Hopefully, we agree that ppm is a unit-less multiplier. Per-cent is 1/100, per-million is 1/10^6.
The AMM above says PPM (by volume) thus I would expect a proper calculation in volume : volume units. To adress the density issue (fuel tank gauges in KG, dosage in l or ml -
I only assume here), the calculation guidelines in a
pilot-proof world would need to take this form:
Using your numbers of 7000 L fuel to achieve 100 ppm by volume, 0.7 L of agent needs to be added. And that is 735 g of the matter. If you say the recipe on the can does actually instruct to mix mili- or kilo- grammes on one side and mili- or full liters on the other (either way) - I'll take your word for it. But calling that ppm is gobbledygook.

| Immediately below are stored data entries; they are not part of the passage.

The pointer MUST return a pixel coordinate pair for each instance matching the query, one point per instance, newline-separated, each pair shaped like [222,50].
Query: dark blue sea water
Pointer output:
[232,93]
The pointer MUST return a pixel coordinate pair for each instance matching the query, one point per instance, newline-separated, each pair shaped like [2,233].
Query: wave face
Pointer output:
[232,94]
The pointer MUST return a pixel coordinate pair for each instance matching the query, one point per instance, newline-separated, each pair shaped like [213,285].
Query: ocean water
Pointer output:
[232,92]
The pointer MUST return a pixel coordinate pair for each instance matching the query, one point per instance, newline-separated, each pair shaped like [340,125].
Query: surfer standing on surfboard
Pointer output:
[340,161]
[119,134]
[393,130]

One more thing I inserted into that pilot-proof example. Realistic values. Which provides the reader with an outlook on what his result should look like. Compare that with the AMM original text suggesting adding 10000 kg / lbs ontop 10000 kg/lbs of fuel already there. Pardon me? There is no tank on the machine that'd hold 10.000 kg of fuel nor 20000 lbs by a wide margin!

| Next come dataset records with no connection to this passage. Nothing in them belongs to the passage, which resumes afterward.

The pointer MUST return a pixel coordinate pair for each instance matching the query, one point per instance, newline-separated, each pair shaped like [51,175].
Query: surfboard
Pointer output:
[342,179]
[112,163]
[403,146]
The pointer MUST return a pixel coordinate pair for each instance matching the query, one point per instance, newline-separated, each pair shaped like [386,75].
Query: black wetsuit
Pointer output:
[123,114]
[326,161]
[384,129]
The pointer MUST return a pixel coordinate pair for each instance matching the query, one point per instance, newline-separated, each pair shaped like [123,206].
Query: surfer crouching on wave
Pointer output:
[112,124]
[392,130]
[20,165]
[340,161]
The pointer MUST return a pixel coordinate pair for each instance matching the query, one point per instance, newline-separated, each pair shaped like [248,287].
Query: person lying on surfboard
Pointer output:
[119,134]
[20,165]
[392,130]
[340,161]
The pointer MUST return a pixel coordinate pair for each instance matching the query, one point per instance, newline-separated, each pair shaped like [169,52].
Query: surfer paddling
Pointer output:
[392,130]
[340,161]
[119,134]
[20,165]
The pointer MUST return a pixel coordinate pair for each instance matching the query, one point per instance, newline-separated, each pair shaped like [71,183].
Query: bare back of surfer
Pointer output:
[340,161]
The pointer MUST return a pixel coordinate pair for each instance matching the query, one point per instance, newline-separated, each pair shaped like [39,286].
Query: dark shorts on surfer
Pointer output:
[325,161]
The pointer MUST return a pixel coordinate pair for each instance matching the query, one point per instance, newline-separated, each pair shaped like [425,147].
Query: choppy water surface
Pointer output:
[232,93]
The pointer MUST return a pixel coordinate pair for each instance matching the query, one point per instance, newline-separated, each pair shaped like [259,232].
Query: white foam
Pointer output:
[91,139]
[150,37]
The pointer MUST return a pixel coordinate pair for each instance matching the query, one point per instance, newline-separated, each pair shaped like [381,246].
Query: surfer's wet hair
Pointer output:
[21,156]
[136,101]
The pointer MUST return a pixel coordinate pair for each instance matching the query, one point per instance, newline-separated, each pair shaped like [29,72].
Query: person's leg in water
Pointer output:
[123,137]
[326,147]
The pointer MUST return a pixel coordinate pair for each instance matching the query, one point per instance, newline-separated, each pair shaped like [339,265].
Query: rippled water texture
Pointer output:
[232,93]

Massive case study on how many things can be unhelpful in a technical writing. Unhelpful actually does mean incorrect and wrong. Human Factors - biting the bottoms since well before the Wright brothers.
With Occam's razor, my gut feeling is that the decimal denominator "," "." actually got mixed (same happened in posts #56 and #57 here) and something got multiplied by 1000 rather than divided. Who knows, happy everyone survived to tell the tale.